This week (Jan. 5) in 1914, Henry Ford, the head of the Ford Motor Company, stunned the business world by announcing that, henceforth, Ford employees would not only share in the car company’s profits, they also would be paid the unheard of sum of five dollars a day. That doubled their previous wage.
Ford’s fellow captains of industry were not amused, calling his wage hike bad business, misplaced altruism and a terrible precedent, but Ford — who was anything but an altruist — saw the move as both a cost-cutting measure and one that would increase productivity.
Recall that Ford previously had introduced the moving assembly line in which stationary workers, repeating the same function over and over, assembled cars using standard, interchangeable parts. This was a quantum leap in operational efficiency and greatly reduced production time, but it had a down side.
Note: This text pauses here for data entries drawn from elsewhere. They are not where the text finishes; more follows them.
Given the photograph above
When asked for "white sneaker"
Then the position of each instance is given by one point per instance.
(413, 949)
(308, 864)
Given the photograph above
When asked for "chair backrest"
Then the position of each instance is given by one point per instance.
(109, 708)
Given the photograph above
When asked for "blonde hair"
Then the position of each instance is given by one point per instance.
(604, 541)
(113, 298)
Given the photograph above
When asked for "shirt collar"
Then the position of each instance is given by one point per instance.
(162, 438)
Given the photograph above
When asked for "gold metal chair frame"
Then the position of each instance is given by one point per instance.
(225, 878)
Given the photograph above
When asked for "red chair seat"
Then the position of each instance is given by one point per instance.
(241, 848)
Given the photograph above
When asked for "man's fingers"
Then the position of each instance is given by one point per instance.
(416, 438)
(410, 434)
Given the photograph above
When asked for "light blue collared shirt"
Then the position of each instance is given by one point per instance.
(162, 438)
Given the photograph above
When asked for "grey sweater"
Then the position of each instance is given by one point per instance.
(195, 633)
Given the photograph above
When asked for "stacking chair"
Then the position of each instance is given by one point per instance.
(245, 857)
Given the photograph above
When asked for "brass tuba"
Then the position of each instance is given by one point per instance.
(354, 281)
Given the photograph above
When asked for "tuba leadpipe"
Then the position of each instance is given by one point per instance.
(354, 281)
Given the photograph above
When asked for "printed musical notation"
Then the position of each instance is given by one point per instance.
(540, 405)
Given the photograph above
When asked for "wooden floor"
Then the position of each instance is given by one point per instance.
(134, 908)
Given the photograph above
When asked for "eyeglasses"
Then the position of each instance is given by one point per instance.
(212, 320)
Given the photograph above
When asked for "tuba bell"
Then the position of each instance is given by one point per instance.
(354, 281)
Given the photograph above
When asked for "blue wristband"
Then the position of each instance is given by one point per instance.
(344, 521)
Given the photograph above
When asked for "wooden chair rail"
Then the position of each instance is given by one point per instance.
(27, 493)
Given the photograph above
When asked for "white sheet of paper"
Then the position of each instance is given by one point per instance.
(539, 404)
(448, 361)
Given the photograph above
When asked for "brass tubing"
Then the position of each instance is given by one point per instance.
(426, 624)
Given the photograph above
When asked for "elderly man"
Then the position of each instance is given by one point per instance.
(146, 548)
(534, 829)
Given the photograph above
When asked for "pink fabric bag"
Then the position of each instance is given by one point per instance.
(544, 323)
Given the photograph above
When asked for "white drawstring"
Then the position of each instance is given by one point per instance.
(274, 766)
The work was mind-numbingly boring, and since it required no real skills, employees had no pride in their work. As a result, absenteeism was a chronic problem as employees either frequently called in sick or simply quit. Such a high turnover rate was also expensive, both because it was disruptive and because money had to be spent retraining replacement workers, many of whom also were soon calling in sick or quitting.
But after Ford announced the five dollar wage, a princely sum in 1914, workers flocked to Ford’s plant. Absenteeism plummeted, costs went down, productivity increased and sales of Ford’s famous Model T skyrocketed. By 1916 the Ford Motor Company had sold nearly a million cars and earned profits of $60 million.
In addition to paying his workers more, Ford also tried to improve their working conditions. Ford established a policy that if a worker was not performing well in one job, before being fired he or she would be given an opportunity to work in another job. Ford even insisted that if the company ever needed to lay off workers, it would do so during “”harvest time” — July through September — so that those laid off might get work picking crops until car sales picked up.
But there were trade-offs. The company also established a department of “sociology” in which workers had to submit to investigations into their private lives to ensure that they had the “character” necessary to remain productive workers and members in good standing in the “Ford family.” These investigations became so intrusive they contributed to the establishment of unions to protect worker’s rights.
Henry Ford was considered eccentric — he was virulently anti-Semitic and he could be ruthless — but he established a dynasty that still lasts today and still bears his family name. The list of American businessmen who can also make that claim is extremely short.